Passeio no Triângulo, frangos fatais e a comparação de Pelé

iG Minas Gerais |

Foi um passeio de bola no Parque do Sabiá com o Cruzeiro colocando o Flamengo no lugar que ele está fazendo por merecer com este elenco totalmente limitado. E Ney Franco quis jogar só na defensiva e se deu mal, como era de se prever. Ao pensar que poderia segurar a artilharia celeste com três volantes apenas marcadores, encarou a Raposa taticamente do jeito que o time de Marcelo Oliveira mais gosta, facilitando as tabelas e as jogadas em velocidade, fatais. Amaral, Márcio Araújo e Luiz Fernando marcam, mas não criam jogadas nem sabem atacar. Aos 15 e aos 18 minutos, Ricardo Goulart e Everton Ribeiro balançaram as redes em gols de bela feitura, trabalhados. Era só querer Parecia que teríamos uma goleada histórica logo no primeiro tempo, mas o time diminuiu o ritmo e só voltou a jogar com intensidade novamente a partir dos 35, e aos 45 Borges marcou o terceiro, que prevaleceria também no segundo tempo, quando os dois times deram a impressão de estar satisfeitos com o placar. O Flamengo sem qualidade técnica para esboçar qualquer reação, amargando o penúltimo lugar na classificação; o Cruzeiro líder isolado. Dia de frangos A tristeza estampada no rosto do goleiro Giovanni, sentado no gramado, após o segundo gol do São Paulo, definiu bem o que foi a derrota do Atlético no Morumbi. O goleiro e o time fizeram um bom jogo, e o empate refletiria bem o que foram os quase cem minutos de partida. Mas o frango engolido pelo reserva de Victor fez diferença, já que foi momentos antes do apito final do árbitro, sem tempo para reação. Mais frangos Erros de goleiros provocam estragos maiores que dos demais jogadores, em qualquer time, mas acontecem com todos. Matheus, que vem se destacando no gol do América, falhou duas vezes na derrota para o Náutico, em Muriaé, mas o time jogou muito abaixo do que vem jogando neste Brasileiro. Duas derrotas consecutivas, preocupantes, que precisam ser bem avaliadas pela diretoria e a comissão técnica, conjuntamente. Faz parte Apesar do incômodo pessoal e da tristeza dos torcedores, os bons goleiros têm crédito com seus respectivos clubes. Todo goleiro, por melhor que seja, engolirá frangos em sua carreira, proporcionando estragos de tamanhos diversos. Giovanni e Matheus são jovens, não podem se abater. Fábio é mais experiente, já superou situações mais adversas. E todos têm a solidariedade dos companheiros.

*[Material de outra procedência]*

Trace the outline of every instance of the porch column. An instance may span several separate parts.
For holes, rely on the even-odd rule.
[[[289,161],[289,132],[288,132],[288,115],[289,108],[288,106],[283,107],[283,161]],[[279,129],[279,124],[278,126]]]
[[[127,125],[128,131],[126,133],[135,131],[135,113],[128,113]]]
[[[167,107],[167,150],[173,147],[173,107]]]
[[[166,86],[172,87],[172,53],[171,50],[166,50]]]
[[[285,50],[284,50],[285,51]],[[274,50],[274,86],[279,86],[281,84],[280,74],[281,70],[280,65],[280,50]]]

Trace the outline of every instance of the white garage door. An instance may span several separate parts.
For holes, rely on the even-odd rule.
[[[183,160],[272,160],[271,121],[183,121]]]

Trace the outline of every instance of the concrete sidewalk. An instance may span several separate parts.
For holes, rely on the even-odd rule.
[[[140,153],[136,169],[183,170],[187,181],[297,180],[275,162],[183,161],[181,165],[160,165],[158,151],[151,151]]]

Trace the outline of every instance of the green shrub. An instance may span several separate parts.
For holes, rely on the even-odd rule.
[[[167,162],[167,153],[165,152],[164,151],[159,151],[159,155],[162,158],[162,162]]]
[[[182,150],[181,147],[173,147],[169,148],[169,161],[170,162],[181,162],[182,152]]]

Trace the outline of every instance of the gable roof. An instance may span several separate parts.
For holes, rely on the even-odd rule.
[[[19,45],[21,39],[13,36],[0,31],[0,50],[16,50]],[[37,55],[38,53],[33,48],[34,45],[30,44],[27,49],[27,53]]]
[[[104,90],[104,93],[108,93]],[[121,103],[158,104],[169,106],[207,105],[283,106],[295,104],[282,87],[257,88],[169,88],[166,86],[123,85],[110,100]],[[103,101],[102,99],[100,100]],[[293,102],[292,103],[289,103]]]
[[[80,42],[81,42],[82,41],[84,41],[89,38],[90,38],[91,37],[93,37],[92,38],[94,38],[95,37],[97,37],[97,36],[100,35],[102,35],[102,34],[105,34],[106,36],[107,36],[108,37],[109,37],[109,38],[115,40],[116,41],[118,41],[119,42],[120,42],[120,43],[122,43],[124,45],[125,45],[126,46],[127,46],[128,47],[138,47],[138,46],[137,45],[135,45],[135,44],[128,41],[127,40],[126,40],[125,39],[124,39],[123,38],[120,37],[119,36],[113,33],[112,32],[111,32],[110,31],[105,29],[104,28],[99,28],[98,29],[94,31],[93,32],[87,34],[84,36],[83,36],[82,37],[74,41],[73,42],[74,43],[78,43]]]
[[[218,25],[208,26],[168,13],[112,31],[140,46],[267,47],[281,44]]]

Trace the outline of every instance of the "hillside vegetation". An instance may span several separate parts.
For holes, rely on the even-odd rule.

Lamentável O ano está sendo trágico para a imprensa e o futebol, com mortes que nos chatearam muito. Na última sexta-feira, Benjamin Abaliac, de 67 anos, do “Estado de Minas”, grande jornalista e figura humana; no sábado foi Maurício Torres, de 43 anos, apresentador da Record. No domingo, Marinho Chagas, de 62, lateral da seleção na Copa de 1974. Na semana anterior foi Washington, de 54, ex-Fluminense. Antes, Luciano do Valle. Em Minas, perdemos Márcio Caio, de 61, craque de futsal do Olympico Club nos anos 1980.

CR7 e Dadá Maravilha Pelé comparou Cristiano Ronaldo a Dadá Maravilha, em entrevista a jornal paulista, domingo. Ontem, veio o troco dos portugueses, no jornal “A Bola”, de Lisboa, e em várias formas: leitores xingando o Pelé, mas também defendendo a opinião dele. O jornal teve a sua própria forma para cutucar o “Rei”. Publicou com destaque, a notícia da condenação do filho dele, Edinho, e uma foto do “Rei” com cara de assustado, olhos esbugalhados e vermelhos. Uma notícia de sexta-feira, que correu o mundo, já velha para ontem.

Raiva injustificada Não entendi como ofensa ou zombaria a comparação feita pelo Pelé, apesar de a manchete do jornal paulista soar como tal. Tanto que ele compara o astro português também a Ronaldo, em seus bons tempos de goleador. Entendi que ele quis dizer que o CR7 faz gols de qualquer jeito, exímio goleador, porém sem a genialidade de um Messi, Zico, Maradona, Tostão e etcetera e tal.